The author marshals plenty of evidence that young adults, those living in major coastal cities in particular, are facing mounting barriers to obtaining mortgages and buying their first home. While the collapse of the housing market had truly devastating effects on existing home owners and the economy at-large, this supposed crisis of young renters never made much sense to me.

I was one of those millennial children who grew up in suburban houses that had mailboxes, yards, and all the other trappings of a traditional middle class existence. When I moved to Washington, DC, however, I quickly realized that median home prices were going to make ownership unrealistic for many, many years. The result? I rent a beautiful row house in a vibrant urban neighborhood. I have a big patio, friendly neighbors, plenty of room, and even a mailbox.
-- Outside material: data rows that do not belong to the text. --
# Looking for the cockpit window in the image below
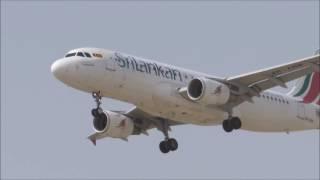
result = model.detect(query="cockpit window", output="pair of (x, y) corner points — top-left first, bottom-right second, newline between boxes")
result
(65, 51), (95, 58)
(65, 53), (76, 57)
(84, 52), (91, 57)
(77, 52), (84, 57)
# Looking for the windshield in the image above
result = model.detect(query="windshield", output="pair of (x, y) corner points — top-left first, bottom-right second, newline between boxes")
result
(65, 51), (92, 58)
(65, 53), (76, 57)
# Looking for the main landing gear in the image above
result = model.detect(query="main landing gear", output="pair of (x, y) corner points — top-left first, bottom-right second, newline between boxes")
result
(158, 119), (178, 154)
(222, 116), (242, 132)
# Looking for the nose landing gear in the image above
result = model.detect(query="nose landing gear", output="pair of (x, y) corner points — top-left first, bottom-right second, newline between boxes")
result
(91, 91), (103, 118)
(91, 91), (108, 132)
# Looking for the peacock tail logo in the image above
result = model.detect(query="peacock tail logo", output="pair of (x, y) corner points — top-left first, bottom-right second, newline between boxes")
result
(289, 72), (320, 105)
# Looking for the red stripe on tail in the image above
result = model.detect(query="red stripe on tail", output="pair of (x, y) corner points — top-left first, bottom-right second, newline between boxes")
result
(303, 72), (320, 103)
(317, 99), (320, 105)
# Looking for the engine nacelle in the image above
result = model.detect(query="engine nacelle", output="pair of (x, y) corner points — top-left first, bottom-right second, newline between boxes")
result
(187, 78), (230, 105)
(93, 110), (135, 139)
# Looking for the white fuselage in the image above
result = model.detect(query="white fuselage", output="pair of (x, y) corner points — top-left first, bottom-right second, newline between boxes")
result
(51, 49), (320, 133)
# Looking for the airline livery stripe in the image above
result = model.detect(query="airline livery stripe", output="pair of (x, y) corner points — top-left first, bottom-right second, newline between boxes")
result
(294, 74), (312, 97)
(303, 73), (320, 103)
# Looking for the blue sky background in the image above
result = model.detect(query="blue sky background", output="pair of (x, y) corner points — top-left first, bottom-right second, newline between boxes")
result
(1, 1), (319, 179)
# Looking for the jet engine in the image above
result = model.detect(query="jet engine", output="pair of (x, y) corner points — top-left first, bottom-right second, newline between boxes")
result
(187, 78), (230, 105)
(93, 110), (135, 139)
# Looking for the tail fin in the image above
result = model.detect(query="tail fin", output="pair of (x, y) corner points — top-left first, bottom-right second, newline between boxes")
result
(288, 50), (320, 105)
(288, 72), (320, 105)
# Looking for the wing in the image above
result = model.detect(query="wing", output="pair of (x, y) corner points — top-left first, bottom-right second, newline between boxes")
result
(216, 54), (320, 106)
(88, 107), (184, 145)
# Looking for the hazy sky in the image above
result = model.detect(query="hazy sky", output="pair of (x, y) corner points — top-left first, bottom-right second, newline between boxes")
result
(1, 1), (319, 179)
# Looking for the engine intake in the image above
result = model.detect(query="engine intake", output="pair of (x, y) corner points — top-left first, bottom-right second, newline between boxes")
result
(187, 78), (230, 105)
(93, 114), (108, 132)
(188, 78), (204, 100)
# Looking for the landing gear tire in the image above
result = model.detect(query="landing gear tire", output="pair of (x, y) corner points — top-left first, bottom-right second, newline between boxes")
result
(91, 108), (99, 117)
(159, 138), (178, 153)
(91, 108), (103, 118)
(223, 120), (233, 132)
(159, 141), (170, 154)
(168, 138), (178, 151)
(231, 117), (242, 130)
(223, 117), (242, 132)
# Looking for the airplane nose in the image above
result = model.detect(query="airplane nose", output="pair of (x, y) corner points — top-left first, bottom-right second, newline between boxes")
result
(51, 58), (94, 93)
(51, 59), (66, 80)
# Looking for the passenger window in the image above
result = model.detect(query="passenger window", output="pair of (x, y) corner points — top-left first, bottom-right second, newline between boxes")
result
(84, 52), (91, 57)
(65, 53), (76, 57)
(77, 52), (84, 57)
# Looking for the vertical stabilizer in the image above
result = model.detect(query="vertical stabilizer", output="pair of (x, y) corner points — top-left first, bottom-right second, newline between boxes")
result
(288, 50), (320, 105)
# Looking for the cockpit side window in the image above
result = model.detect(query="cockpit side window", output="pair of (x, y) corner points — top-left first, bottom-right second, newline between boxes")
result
(65, 53), (76, 57)
(84, 52), (91, 58)
(77, 52), (84, 57)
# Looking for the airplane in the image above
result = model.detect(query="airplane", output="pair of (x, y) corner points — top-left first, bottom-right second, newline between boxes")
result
(51, 48), (320, 153)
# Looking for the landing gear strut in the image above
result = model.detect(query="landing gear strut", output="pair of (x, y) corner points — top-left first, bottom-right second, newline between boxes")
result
(158, 119), (178, 153)
(222, 111), (242, 132)
(91, 91), (103, 118)
(91, 91), (108, 131)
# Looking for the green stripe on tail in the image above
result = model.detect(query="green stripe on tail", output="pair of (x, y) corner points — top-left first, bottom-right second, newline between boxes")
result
(294, 74), (312, 97)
I say this to point out that stories like the one from Forbes often conflate a lot of different things in unhelpful ways. Household formation and the experience of living in a traditional house are assumed to be inseparably linked with having a highly-leveraged, speculative investment that you also live in. That simply is not the case. There’s nothing preventing millennials from starting families and renting houses with yards, to say nothing of the many urban 20-somethings who are perfectly comfortable living in an apartment building where someone else vacuums and takes out the trash.

The most glaring problem with this fear-mongering over the loss of the American dream is the assumption that home-ownership is the path to wealth creation and economic security. After the devastating housing crash of the last few years, though, who really believes that?

This isn’t anecdotal evidence, either. Yale economist and housing market expert Robert Shiller conducted a rigorous study and found that over the last century, long-term investments in residential housing have only barely exceeded inflation. With the exception of a few bubbles, which no one can predict effectively, homeowners would generate more wealth by renting and investing the difference in the stock market. This obviously isn’t a risk free strategy either, but nearly every 10-year window has seen the market outperform residential real estate.

Via CNN Money

So let's stop pushing young people into mortgages and lamenting millennials' loss of the American dream. Youth unemployment and existing underwater mortgages are real problems, but 20-somethings living in rentals is perfectly fine.